In spring 2010 I taught a required (for history majors) undergraduate research course—choosing as my theme, Drugs in the Modern World. Students completed a series of readings, including David Courtwright’s Forces of Habit (2001) and David Musto, The American Disease (3rd ed., 1999 [1973]) and a series of articles on topics such as the US drug wars in Latin America, Probibition, drugs and colonialism, addiction and treatment. In a course limited to fifteen, probably most students enrolled because it’s required and the time fit their schedule. But others had a particular interest. One student brandished passionate conservative politics (although he was a bit unsure what that meant in terms of the history of drugs), another his participation in the student group advocating drug liberalization, and others seemed to have more of a non-academic interest in the subject. Early in the course they had to choose research topics and begin developing a bibliography. By the end of the semester those that survived had each completed a 20+ research paper based on original (or at least contemporary) sources. Most of them came to understand that the big building called a library housed more than computers and a café. In a trade off, I had to acknowledge that an ever-expanding body of material is available digitally. The advent of Google books in particular makes it possible for students at regional universities like UTEP to explore a wide range of nineteenth and early twentieth century topics that previously would have been impossible. Still, the many volumes on “drunkenness” in our library’s collection of the British Parliamentary Papers remain largely undisturbed.
So, what did my students decide to write about? Although I tried (in a few cases successfully) to get students interested in international topics, predictably enough they mostly focused on the US (which I know little about). I was fairly successful at steering students away from contemporary history. Although the quality of papers certainly varied, each of the students raised important issues and almost all got excited about their projects. And one advantage for the instructor in a class like this is the amount of learning required to assist students in their projects (or is that a disadvantage?). One student’s paper, on Prohibition in El Paso, won the prize as the best paper in our undergraduate research conference.
As you might expect, a number of students researched various aspects of regional history, including the rise of the Peyote Church, the development of stereotypes of Mexican migrants as marijuana users, and the history of “Operation Intercept” in El Paso when the border was effectively closed for a brief period in 1969. That paper revealed the surprising docility of local opinion notwithstanding the substantial disruption of the binational El Paso-Cd. Juárez economy and community. A comparison of press coverage of the marijuana issue in the 1930s in Los Angeles, Albuquerque and El Paso, facilitated by the availability of digitized, searchable texts, revealed some broad patterns, but also some very interesting local idiosyncrasies. In general the coverage of marijuana was much less tied to a “Mexican threat” than has been sometimes asserted, while in El Paso the marijuana issue tended to be closely linked to efforts to control the illegal trade in liquor. The paper on the introduction of prohibition in El Paso did an excellent job of revealing the ways that this issue intensified ethnic and class divisions and, once the entertainment industry heated up in Juárez, reshaped the relationship between El Paso and that city.

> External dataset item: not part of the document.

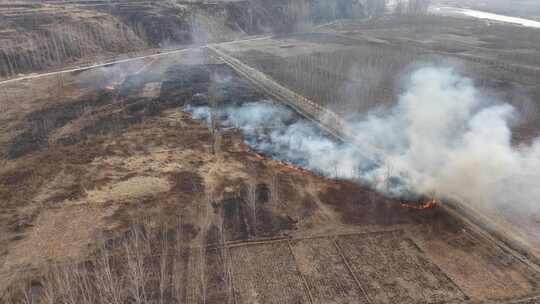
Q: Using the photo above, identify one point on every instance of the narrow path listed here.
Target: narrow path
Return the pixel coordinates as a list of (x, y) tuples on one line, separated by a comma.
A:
[(167, 53)]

The other topics were all over the map: one was on alcohol and Native Americans in the early 1800s, another on stereotypes of Irish drinkers in the nineteenth century, another on US opium policy in East Asia, and one of the best looked at US narcotics discourse in the context of League of Nations debates (the records of which we happen to have in microform). More contemporary topics included two papers on drug use among the military during the Vietnam War with one student focusing on the rather stunning increase in amphetamine use; another looked at LSD in the media, and another on American women and valium. My arch conservative abandoned his initial plan to study alcoholism in Congress and produced one of the best papers—a study of the 1974 Wilbur Mills scandal as a moment in which to observe changing public perceptions of alcohol abuse, which culminated, in this paper in any case, with the establishment of the Betty Ford Clinic.

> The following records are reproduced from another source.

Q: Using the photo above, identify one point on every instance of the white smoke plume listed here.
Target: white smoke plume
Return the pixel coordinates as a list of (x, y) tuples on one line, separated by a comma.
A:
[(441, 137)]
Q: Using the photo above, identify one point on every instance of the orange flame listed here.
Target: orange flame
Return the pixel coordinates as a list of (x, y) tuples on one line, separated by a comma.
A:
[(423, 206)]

In closing I should note that this course took place in the midst of a local debate (that made its way onto CNN) about drug policy set off by an El Paso City Council vote asking the Federal Government to rethink US drug policy in view of its devastating consequences for the US Mexico Border. In an atmosphere marked by a polarization between easy calls for legalization and unfortunate demands for intensified interdiction, almost all of these students in their papers displayed, thanks to our readings and discussions, quite balanced, sophisticated and critical approaches to subjects that were in many cases complex and politically charged.